Он слушал это письмо вместе со всеми. Конфузился и гордость его брала. Последняя встреча с нею грела его душу... Как она тянулась обнять его, долговязого, за шею, а сама в руки не давалась. Увертывалась, задираясь на каждом слове. Прятала под мохнатой варежкой светло-серые, будто кора осинки, глаза...
— Вот и говорю... — снялся с тормозов «человек-человеку», — ...шпана мы против нашего «петушка». И ты, Богданыч, шпана бородатая. Но вот кто среди нас такой приятный, с «умными глазами»?
Выпятил Рыжий грудь, заиграл:
— Вроде бы, я! А что? Вполне даже... Человек-человеку всегда... Или это Мирза приятный? Слышь, Мирза? У-у-у, собака глухой! — передразнил Рыжий татарина, но Мирза и ухом не повел...
Ржали в зимовье не охально, однако, с полным удовольствием. Много ли радостных минут в тайге, забодай ее комар! Летом: мажешь репудин на рожу, будто масло на хлеб, а легче не становится — лезет в кумовья кровосос, угрызает до сукровицы, доводит до остервенения. Так допечет, что пилу бы — в валежник, а самому — в костер, и гореть там с комарами до кучи. Зимой — тоже небольшая сласть. Под валкой, при ватнике, ползаешь мокрой мышью, пот от тебя, будто от загнанного мерина. А без ватника? Чуть остановишься — рубаха на спине льдом хрустит. Сядешь к костру — один бок дымится, другой в куржаке.

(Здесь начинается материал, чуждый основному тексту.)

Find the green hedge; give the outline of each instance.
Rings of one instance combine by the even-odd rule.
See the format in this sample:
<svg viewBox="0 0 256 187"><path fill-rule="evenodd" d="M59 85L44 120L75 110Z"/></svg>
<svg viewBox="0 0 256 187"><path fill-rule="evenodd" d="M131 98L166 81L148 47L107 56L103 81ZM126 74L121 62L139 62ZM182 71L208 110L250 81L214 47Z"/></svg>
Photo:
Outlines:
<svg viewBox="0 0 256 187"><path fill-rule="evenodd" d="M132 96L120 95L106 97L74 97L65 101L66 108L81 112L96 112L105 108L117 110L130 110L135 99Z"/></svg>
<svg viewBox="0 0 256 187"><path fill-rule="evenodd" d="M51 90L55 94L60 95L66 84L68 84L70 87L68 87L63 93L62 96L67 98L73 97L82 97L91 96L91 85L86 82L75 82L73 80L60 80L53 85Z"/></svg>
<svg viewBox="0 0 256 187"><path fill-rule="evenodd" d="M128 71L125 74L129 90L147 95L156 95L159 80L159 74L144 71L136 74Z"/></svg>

Леший бы, паразит, эту тайгу ворочал! Загнала мужиков в тайгу нужда... на большие рубли. Душит лесорубов тоска на вечерней заре, когда обдаст по горизонту багровым и присядут, ежась в сумраке, елки-лапушки, на неласковый, заячьим следом простроченный, снег. Вьется, вьется печаль морозными кольцами вкруг души. Эх! Появился бы кто со стороны; тонкий да ласковый. Дал бы избитым пальцам лесорубов мягкое тепло, увел бы с угрюмого сивера за зимовье... Только нет никого!
Злобятся мужики на пустые мечтания...
— Все они сперва ласковые, — подытожил Рыжий. — Не верь девкам, «петушок». Потом каяться будешь, когда они бабами обернутся. Гля, твоя уже сейчас намеки строит: подружки говорят... то да се...
— Зря балачки говоришь, — заспорил Мирза. — Не надо, Рыжий, плохо про бабу говорить. Баба ребят рожает... Баба моет... Баба махан варит...
— Ага, сварит она тебе!.. Что твоя, Валеич, тебя не грызет? Особенно, когда забутылишь?